Nov 03, 2009 15:38
Nothing seems to turn out like it's supposed to of late. So lately, i've been under the illusion (or not) that everything will be alright once i get back to Singapore. Which should happen on the 13th of November - but then again, see first sentence.
Maybe I'm just a supremely discontent soul. Nothing seems to have meaning. Nothing will ever make me happy and satisfied in whatever place I am, or leave me wanting more out of this experience. I always feel like I lose out, whatever happens. I can't tell good experiences from neutral ones; they're all the same. I just drift and drift around and wait for something to happen, but Shakespeare certainly didn't write 50 plays from drifting around and surfing meaningless websites all day long, did he.
Yes, maybe I'm supremely discontent.
So I make plans. I make more plans to make up for the actual lack of operations.
When I get back to Singapore and get inevitably asked, "So, what happened?" I won't have a reply. Should go formulate one now so people don't get disappointed.
Shall switch topic before this starts becoming too "deep" , even for me and I start to anger myself.
I've watched roughly one season of the Big Bang Theory (with one more torrenting on the way) and I think it's really quite entertaining heh. I wanted to say more but I've run out of steam on that topic. It's entertaining so watch it okay. I've also made plans to shop alot alot by that I mean aloooooooooooooooooooot in Singapore. It's haunting my thoughts day and night, buying things. I need to buy before I go crazy okay.

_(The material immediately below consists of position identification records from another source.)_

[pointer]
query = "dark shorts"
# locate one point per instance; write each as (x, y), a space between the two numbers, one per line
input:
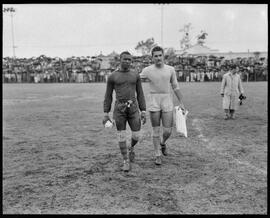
(122, 115)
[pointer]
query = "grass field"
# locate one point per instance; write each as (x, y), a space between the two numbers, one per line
(58, 158)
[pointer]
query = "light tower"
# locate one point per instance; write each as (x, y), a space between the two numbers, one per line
(11, 10)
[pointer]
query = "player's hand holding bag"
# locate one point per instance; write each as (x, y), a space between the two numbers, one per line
(180, 120)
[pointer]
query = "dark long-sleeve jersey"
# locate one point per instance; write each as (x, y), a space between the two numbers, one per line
(127, 86)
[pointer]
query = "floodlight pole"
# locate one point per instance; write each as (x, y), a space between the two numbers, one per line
(12, 32)
(11, 10)
(162, 24)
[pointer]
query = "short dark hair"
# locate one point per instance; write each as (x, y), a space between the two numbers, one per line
(157, 48)
(124, 52)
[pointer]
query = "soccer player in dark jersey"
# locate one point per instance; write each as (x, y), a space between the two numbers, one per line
(129, 106)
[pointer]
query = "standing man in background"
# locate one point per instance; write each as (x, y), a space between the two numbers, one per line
(126, 84)
(162, 78)
(231, 86)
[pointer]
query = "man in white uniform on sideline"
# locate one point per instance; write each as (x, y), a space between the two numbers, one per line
(162, 79)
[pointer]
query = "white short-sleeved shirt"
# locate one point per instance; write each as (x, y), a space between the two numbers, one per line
(161, 79)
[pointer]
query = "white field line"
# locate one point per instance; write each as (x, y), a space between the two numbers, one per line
(209, 145)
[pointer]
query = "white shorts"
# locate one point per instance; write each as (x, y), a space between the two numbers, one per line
(160, 102)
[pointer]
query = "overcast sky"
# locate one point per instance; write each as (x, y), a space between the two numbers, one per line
(64, 30)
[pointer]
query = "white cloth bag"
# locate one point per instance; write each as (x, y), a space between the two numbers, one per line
(180, 121)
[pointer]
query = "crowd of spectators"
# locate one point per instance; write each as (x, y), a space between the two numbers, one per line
(88, 69)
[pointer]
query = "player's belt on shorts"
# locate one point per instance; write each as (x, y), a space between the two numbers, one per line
(159, 93)
(125, 102)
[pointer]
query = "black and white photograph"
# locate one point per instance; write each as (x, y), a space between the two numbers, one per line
(146, 108)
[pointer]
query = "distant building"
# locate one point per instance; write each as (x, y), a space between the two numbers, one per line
(201, 50)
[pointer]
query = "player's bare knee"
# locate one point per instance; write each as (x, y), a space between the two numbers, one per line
(156, 131)
(135, 135)
(121, 135)
(167, 131)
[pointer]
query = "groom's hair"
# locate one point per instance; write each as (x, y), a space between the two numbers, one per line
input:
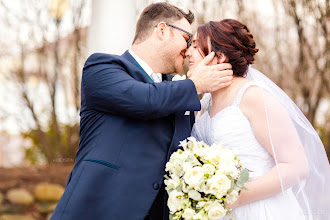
(155, 13)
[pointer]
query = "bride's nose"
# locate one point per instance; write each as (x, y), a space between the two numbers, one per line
(188, 52)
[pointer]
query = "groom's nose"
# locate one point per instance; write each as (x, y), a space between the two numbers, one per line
(188, 52)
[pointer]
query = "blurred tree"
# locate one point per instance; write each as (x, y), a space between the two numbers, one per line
(48, 73)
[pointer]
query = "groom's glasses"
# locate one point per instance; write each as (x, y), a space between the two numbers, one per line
(190, 35)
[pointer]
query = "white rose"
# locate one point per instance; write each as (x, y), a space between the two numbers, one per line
(201, 215)
(228, 167)
(188, 213)
(219, 184)
(172, 183)
(216, 211)
(232, 197)
(193, 194)
(175, 201)
(177, 77)
(194, 177)
(208, 169)
(186, 166)
(203, 204)
(175, 168)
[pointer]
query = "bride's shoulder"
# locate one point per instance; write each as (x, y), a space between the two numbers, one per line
(252, 99)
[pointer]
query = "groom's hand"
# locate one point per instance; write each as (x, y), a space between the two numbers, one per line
(211, 78)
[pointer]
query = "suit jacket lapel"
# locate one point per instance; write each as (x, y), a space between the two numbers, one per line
(144, 75)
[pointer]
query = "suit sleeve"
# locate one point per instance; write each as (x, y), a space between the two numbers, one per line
(110, 89)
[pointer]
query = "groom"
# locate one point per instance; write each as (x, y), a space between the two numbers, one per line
(132, 119)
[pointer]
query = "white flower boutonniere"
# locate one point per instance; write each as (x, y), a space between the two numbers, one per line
(177, 77)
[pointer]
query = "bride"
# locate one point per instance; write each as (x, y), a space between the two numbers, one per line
(272, 138)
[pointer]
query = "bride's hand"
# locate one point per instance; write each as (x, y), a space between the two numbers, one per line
(233, 205)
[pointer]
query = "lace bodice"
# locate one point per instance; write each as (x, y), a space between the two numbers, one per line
(234, 131)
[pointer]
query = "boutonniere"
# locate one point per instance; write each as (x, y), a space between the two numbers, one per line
(177, 77)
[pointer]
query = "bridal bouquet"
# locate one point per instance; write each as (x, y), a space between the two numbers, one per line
(202, 179)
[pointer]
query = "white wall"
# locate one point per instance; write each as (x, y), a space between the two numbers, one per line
(112, 26)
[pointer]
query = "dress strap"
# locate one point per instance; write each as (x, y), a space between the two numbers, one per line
(241, 92)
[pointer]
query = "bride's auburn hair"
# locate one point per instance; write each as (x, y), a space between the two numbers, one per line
(231, 38)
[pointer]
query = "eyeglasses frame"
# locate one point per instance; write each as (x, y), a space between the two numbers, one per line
(190, 34)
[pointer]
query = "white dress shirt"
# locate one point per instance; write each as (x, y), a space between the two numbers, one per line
(146, 67)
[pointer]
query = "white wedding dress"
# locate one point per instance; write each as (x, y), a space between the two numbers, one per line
(234, 131)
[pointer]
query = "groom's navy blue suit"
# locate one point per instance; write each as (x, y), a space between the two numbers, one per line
(129, 127)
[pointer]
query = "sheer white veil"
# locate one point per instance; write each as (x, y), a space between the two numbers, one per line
(292, 136)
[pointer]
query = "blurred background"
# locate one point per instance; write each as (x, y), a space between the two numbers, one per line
(44, 44)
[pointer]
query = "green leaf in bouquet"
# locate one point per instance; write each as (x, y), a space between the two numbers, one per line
(243, 178)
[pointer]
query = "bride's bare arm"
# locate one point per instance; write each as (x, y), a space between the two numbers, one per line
(274, 129)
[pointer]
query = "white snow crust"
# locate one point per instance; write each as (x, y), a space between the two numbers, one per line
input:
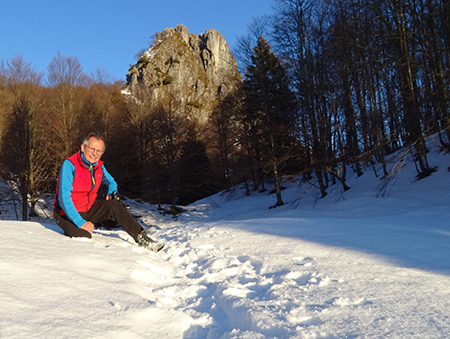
(354, 264)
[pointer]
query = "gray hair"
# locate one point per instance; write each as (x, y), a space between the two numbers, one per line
(95, 135)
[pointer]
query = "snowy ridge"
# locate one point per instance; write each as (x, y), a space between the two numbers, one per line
(350, 265)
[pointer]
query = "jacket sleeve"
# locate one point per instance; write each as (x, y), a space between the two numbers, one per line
(66, 175)
(109, 181)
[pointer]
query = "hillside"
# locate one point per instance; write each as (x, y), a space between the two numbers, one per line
(354, 264)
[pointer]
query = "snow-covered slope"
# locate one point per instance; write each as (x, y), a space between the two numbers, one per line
(350, 265)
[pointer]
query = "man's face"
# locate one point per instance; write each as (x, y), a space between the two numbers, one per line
(94, 150)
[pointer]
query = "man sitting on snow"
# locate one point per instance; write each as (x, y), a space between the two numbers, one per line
(76, 208)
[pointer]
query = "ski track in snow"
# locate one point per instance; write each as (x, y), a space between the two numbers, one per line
(232, 269)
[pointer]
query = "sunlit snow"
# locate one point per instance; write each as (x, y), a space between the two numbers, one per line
(354, 264)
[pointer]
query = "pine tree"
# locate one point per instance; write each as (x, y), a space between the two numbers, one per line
(270, 105)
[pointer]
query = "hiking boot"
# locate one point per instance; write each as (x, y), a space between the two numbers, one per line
(145, 241)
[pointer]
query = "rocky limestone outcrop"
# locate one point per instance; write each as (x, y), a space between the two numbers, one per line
(191, 72)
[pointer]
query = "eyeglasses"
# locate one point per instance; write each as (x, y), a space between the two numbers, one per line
(94, 150)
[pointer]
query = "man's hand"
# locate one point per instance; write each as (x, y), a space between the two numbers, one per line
(88, 226)
(112, 196)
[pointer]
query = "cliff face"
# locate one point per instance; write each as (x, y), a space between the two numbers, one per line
(193, 71)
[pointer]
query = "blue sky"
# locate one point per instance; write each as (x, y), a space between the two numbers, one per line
(109, 33)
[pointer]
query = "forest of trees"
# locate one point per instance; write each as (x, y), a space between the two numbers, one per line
(329, 86)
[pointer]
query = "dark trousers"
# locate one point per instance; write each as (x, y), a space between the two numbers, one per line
(101, 210)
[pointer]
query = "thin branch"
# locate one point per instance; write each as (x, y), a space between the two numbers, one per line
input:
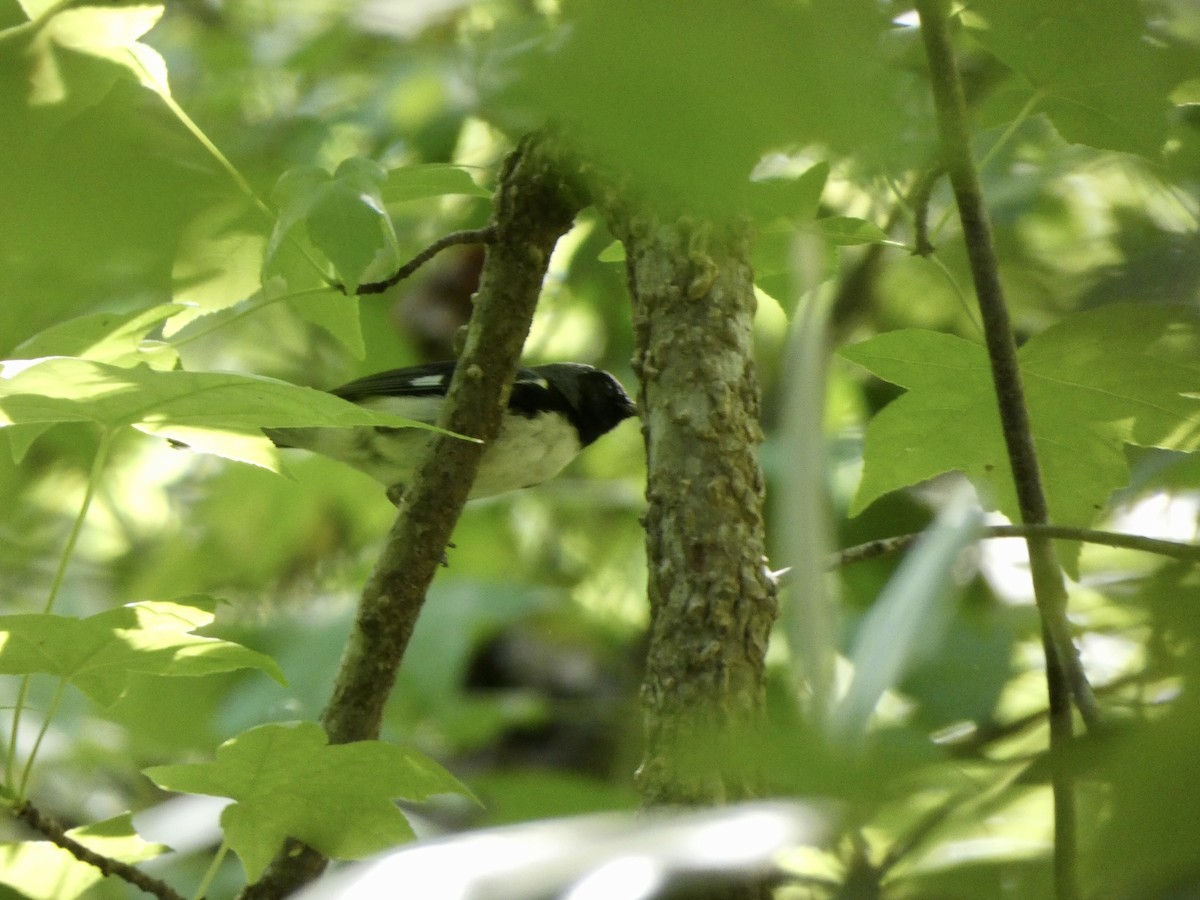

Also, going gaga over many aplenty random things. Amongst them:
Am going to force everyone who hasn't seen it to watch Moulin Rogue as it is awesome and that's putting it mildly.
Am going to force everyone to listen to The Script too.
And "Be Gentle With Me" by The Boy Least Likely To. hehe so funny right. The Boy Least Likely To Be Gentle With Me. Real song, real band, do listen.
And read any book by Jhumpa Lahiri - but mostly The Namesake and Unaccustomed Earth. So lovely, please.
And buy a tie-dye dress.
And BRIGHT floral sneakers, which I love so much from Sportsgirl I shall wear them everyday in your face.
I do love imposing my interests on other people so. It hardly works though.
So this "Mood" selection category at the bottom of my post-an-entry box is annoying me. Because I am feeling a plenty number of things right now (none of which are really positive), and none of them can be categorised onto anything on this stupid list. As if you can pigeonhole my emotions like this. I'm not a cartoon character.